Topic on Project:Support desk

Requesting help using API action=clientlogin

17
Mrwassen (talkcontribs)

Hi guys,

As a relative noobie to mediawiki I am looking to get a little help regarding a very basic SSO project. I have a php based web site "mysite" which requires user login. I am trying to come up with a php script that does the following:


1) User logs into mysite

2) The user login scripts executes a "wikilogin.php" script

3) The wikilogin.php script logs into mywikisite and creates the required cookies in the browser

4) User can now go to mywikisite and access pages etc. without having to log into mywikisite


I am not trying to build any logic to manage user creation/change/deletion or password change. The assumption for now is simply that credentials are identical across the 2 applications.

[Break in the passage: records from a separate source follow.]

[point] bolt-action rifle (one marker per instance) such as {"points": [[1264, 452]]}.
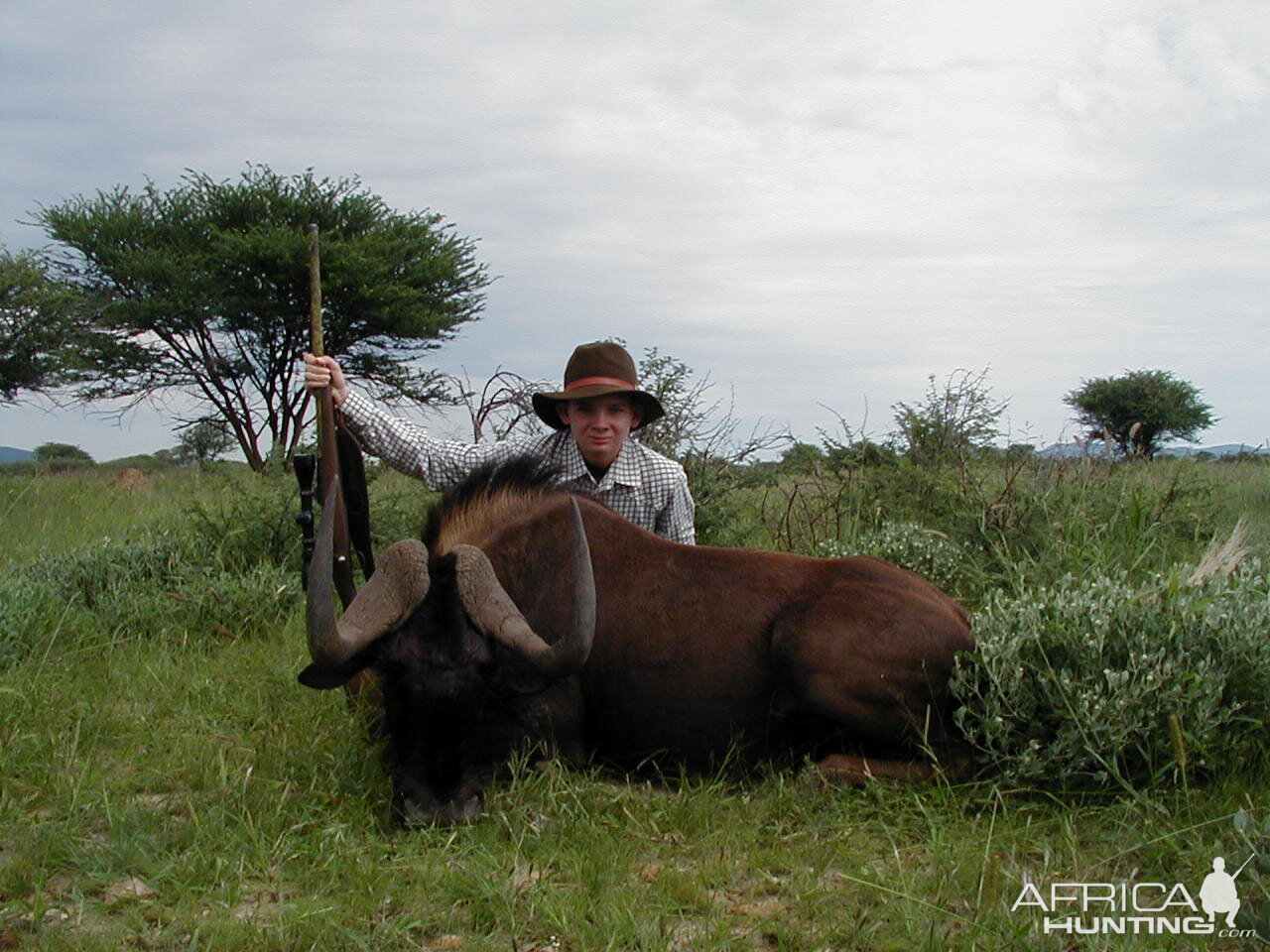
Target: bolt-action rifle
{"points": [[339, 468]]}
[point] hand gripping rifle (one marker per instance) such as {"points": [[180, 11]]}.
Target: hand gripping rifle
{"points": [[339, 457]]}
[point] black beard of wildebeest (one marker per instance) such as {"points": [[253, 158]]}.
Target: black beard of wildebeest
{"points": [[490, 635]]}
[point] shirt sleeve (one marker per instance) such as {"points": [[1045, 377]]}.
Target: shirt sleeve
{"points": [[407, 447], [676, 521]]}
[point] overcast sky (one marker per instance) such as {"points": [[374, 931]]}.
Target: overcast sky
{"points": [[818, 203]]}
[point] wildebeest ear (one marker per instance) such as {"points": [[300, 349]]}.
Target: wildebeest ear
{"points": [[324, 676]]}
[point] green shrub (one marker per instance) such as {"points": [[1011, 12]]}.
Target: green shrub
{"points": [[159, 587], [249, 520], [1097, 679], [928, 552]]}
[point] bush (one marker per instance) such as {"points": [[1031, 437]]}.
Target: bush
{"points": [[1098, 680], [249, 521], [928, 552], [163, 587]]}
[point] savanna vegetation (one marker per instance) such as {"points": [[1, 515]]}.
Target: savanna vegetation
{"points": [[167, 784]]}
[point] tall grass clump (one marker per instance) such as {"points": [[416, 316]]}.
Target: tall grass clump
{"points": [[1101, 679]]}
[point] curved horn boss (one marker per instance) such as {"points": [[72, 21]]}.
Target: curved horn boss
{"points": [[494, 612]]}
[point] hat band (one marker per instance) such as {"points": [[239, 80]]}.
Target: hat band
{"points": [[599, 381]]}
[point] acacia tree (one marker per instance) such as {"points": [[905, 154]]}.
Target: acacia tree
{"points": [[46, 326], [1141, 411], [206, 294]]}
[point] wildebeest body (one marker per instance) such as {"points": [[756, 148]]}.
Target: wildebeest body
{"points": [[699, 649], [695, 653]]}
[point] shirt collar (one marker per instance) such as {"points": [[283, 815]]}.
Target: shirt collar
{"points": [[625, 470]]}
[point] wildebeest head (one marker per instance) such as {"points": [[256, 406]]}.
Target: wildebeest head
{"points": [[448, 644]]}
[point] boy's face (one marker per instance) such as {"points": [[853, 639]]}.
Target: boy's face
{"points": [[599, 425]]}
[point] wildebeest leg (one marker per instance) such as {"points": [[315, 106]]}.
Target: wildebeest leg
{"points": [[851, 771], [875, 664]]}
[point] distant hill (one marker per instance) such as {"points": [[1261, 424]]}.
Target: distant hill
{"points": [[1097, 449]]}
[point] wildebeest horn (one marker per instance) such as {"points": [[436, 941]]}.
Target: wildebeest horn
{"points": [[398, 587], [494, 612]]}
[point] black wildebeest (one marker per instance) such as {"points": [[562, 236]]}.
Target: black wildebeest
{"points": [[530, 615]]}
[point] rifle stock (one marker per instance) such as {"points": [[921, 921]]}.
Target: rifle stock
{"points": [[327, 447]]}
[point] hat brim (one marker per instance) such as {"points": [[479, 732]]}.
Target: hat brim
{"points": [[545, 404]]}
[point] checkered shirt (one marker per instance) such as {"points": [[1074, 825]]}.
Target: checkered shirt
{"points": [[642, 485]]}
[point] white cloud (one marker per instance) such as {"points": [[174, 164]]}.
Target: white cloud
{"points": [[816, 200]]}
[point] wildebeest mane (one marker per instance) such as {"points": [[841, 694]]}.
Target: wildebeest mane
{"points": [[488, 495]]}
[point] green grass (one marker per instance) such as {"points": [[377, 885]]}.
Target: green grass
{"points": [[157, 751]]}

I have tried to put together a basic "wikilogin.php" which uses the mediawiki api as follows:

  a) Get a logintoken using "api?action=query&meta=tokens&type=login&format=json

  b) Parse out the returned logintoken to a string variable

  c) Perform the login using "api?action=clientlogin&username=joe&password=secret&logintoken=<token from step 2>"&loginreturnurl=http:mysite,org"


however I am running into the error:

  "code": "badtoken", "info": "Invalid CSRF token."

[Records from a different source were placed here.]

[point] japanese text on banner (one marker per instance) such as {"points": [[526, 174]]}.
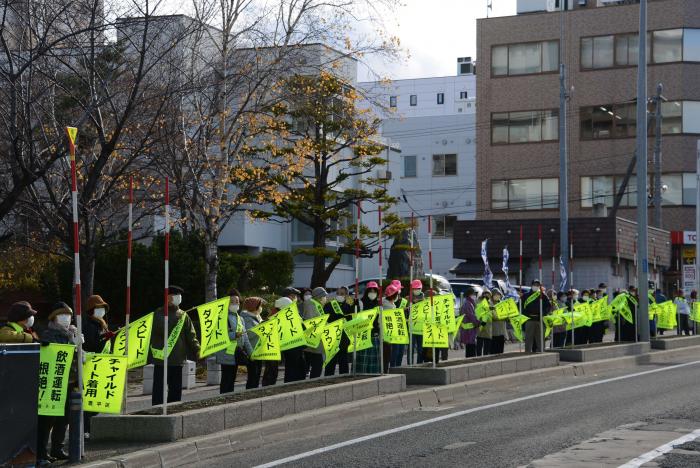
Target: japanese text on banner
{"points": [[268, 345], [290, 327], [331, 339], [104, 377], [313, 328], [139, 341], [395, 330], [213, 321], [54, 372]]}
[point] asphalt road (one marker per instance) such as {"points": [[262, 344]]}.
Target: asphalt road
{"points": [[508, 435]]}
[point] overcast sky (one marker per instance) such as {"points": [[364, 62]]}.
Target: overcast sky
{"points": [[436, 32]]}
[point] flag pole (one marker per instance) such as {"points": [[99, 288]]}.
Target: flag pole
{"points": [[167, 287], [539, 252], [72, 133], [127, 318], [357, 282], [410, 294], [381, 299], [430, 266], [520, 280]]}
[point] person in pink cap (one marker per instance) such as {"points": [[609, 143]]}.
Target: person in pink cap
{"points": [[368, 359], [416, 295], [392, 356]]}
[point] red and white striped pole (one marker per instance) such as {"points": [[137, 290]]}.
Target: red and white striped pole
{"points": [[520, 280], [554, 249], [127, 308], [539, 252], [430, 267], [357, 280], [72, 133], [381, 298], [167, 287], [409, 355]]}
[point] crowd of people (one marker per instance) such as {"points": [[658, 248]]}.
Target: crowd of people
{"points": [[481, 332]]}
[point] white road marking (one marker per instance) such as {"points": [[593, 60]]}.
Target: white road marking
{"points": [[457, 414], [662, 450]]}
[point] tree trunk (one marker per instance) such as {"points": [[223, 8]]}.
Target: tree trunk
{"points": [[211, 268]]}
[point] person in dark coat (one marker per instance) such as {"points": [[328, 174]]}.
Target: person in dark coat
{"points": [[340, 307], [97, 339], [59, 331], [185, 346], [535, 303]]}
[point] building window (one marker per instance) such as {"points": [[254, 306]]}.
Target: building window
{"points": [[622, 50], [524, 127], [524, 59], [444, 164], [680, 190], [667, 46], [620, 120], [444, 226], [525, 194], [409, 166]]}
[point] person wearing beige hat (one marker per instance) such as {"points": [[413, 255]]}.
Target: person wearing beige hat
{"points": [[61, 331], [20, 320]]}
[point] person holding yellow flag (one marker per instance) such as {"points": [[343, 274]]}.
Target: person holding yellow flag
{"points": [[238, 352], [498, 327], [59, 331], [182, 342], [20, 320]]}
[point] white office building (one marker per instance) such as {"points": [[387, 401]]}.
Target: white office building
{"points": [[433, 122]]}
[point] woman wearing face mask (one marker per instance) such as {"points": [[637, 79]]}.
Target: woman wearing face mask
{"points": [[20, 320], [185, 345], [368, 359], [315, 307], [97, 338], [341, 307], [393, 353], [59, 331], [252, 316], [498, 327], [238, 351], [95, 328]]}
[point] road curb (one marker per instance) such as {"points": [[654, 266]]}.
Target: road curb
{"points": [[188, 451]]}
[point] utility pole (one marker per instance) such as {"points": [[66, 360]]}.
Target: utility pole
{"points": [[563, 160], [658, 99], [642, 318]]}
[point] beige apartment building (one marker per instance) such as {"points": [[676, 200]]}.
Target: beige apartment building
{"points": [[518, 130]]}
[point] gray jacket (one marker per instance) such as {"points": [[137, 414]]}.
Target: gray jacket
{"points": [[222, 357], [310, 312]]}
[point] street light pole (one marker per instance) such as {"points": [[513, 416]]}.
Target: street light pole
{"points": [[642, 203]]}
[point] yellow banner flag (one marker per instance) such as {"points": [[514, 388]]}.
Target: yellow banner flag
{"points": [[213, 322], [435, 335], [395, 330], [54, 371], [313, 328], [139, 341], [330, 337], [268, 345], [104, 379], [506, 309], [290, 327], [364, 339]]}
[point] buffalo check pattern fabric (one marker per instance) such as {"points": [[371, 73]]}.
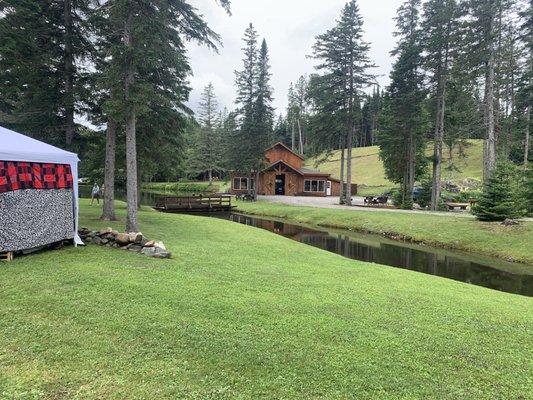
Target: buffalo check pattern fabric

I have tried to change "type"="csrf" in step 1), however then I get:

  "code": "nologintoken","info": "The \"logintoken\" parameter must be set."

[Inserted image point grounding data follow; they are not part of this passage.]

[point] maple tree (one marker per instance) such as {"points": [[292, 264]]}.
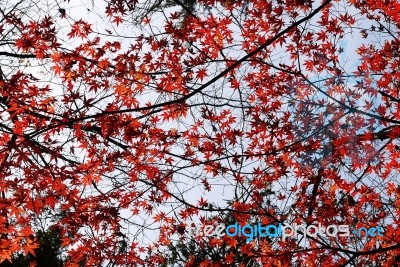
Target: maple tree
{"points": [[118, 132]]}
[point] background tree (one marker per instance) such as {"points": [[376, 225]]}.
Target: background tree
{"points": [[118, 133]]}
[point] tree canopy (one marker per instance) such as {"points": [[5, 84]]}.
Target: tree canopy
{"points": [[124, 121]]}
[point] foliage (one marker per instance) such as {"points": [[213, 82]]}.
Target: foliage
{"points": [[48, 253], [118, 131]]}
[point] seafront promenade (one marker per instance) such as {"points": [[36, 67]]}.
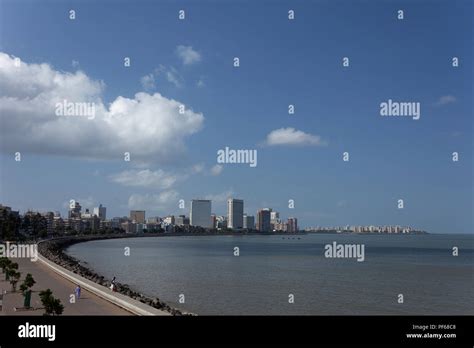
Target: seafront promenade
{"points": [[88, 304]]}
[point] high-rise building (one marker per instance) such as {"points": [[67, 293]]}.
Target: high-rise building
{"points": [[274, 216], [200, 213], [249, 222], [292, 226], [263, 220], [235, 213], [182, 220], [100, 212], [169, 220], [74, 210], [137, 216]]}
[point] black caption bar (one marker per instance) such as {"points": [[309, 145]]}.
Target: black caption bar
{"points": [[107, 330]]}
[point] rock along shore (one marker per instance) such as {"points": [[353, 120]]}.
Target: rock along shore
{"points": [[53, 250]]}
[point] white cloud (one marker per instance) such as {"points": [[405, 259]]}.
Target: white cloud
{"points": [[174, 77], [85, 202], [217, 169], [220, 197], [446, 99], [149, 126], [201, 83], [171, 75], [158, 179], [160, 203], [188, 55], [291, 136], [148, 82]]}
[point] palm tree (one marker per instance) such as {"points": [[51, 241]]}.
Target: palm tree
{"points": [[11, 266], [26, 289], [4, 263], [52, 306], [14, 277]]}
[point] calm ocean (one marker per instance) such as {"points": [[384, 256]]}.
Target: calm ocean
{"points": [[269, 268]]}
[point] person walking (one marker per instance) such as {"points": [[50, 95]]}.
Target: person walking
{"points": [[78, 292], [113, 286]]}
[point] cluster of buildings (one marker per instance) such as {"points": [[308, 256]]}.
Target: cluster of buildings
{"points": [[364, 229], [200, 217], [266, 220]]}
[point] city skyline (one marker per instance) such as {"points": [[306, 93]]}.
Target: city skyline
{"points": [[297, 110]]}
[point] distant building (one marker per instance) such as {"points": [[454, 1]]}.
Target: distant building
{"points": [[292, 225], [274, 216], [263, 220], [129, 227], [100, 212], [74, 210], [169, 220], [182, 220], [249, 222], [213, 221], [200, 213], [221, 222], [235, 213], [137, 216]]}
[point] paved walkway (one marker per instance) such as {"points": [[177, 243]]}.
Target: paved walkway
{"points": [[88, 304]]}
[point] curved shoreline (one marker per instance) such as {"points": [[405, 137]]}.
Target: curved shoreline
{"points": [[53, 251]]}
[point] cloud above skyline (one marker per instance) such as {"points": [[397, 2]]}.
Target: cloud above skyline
{"points": [[188, 55], [293, 137], [446, 99], [146, 125]]}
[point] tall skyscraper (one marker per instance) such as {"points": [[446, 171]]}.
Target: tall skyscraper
{"points": [[274, 216], [138, 216], [200, 214], [263, 220], [249, 222], [74, 210], [100, 212], [235, 213], [292, 225]]}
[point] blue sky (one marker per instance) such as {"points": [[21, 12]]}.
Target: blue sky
{"points": [[282, 62]]}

Below is the php - any help would be much appreciated.

Thanks

Dennis


//

<?php

$ch = curl_init();

curl_setopt($ch, CURLOPT_URL,"http://mywikisite.org/api.php");

curl_setopt($ch, CURLOPT_POST, 1);

curl_setopt($ch, CURLOPT_POSTFIELDS,

            "action=query&meta=tokens&type=login&format=json");

// Receive server response ...

curl_setopt($ch, CURLOPT_RETURNTRANSFER, true);

$server_output = curl_exec($ch);

//echo $server_output;

$logintoken_array = json_decode($server_output);

$logintoken = $logintoken_array->query->tokens->logintoken;

echo $logintoken;

curl_setopt($ch, CURLOPT_URL,"http://mywikisite.org/api.php");

curl_setopt($ch, CURLOPT_POST, 1);

curl_setopt($ch, CURLOPT_POSTFIELDS,

"action=clientlogin&username=joe&password=secret&logintoken=" . $logintoken . "&loginreturnurl=http://mywikisite.org");

// Receive server response ...

curl_setopt($ch, CURLOPT_RETURNTRANSFER, true);

$server_output = curl_exec($ch);

echo $server_output;

curl_close ($ch);

?>

Mrwassen (talkcontribs)

Forgot to mention versions:

mediawiki 1.34.4

php 7.2

Bawolff (talkcontribs)

i think you need to tell curl to save and send cookies for the login to work.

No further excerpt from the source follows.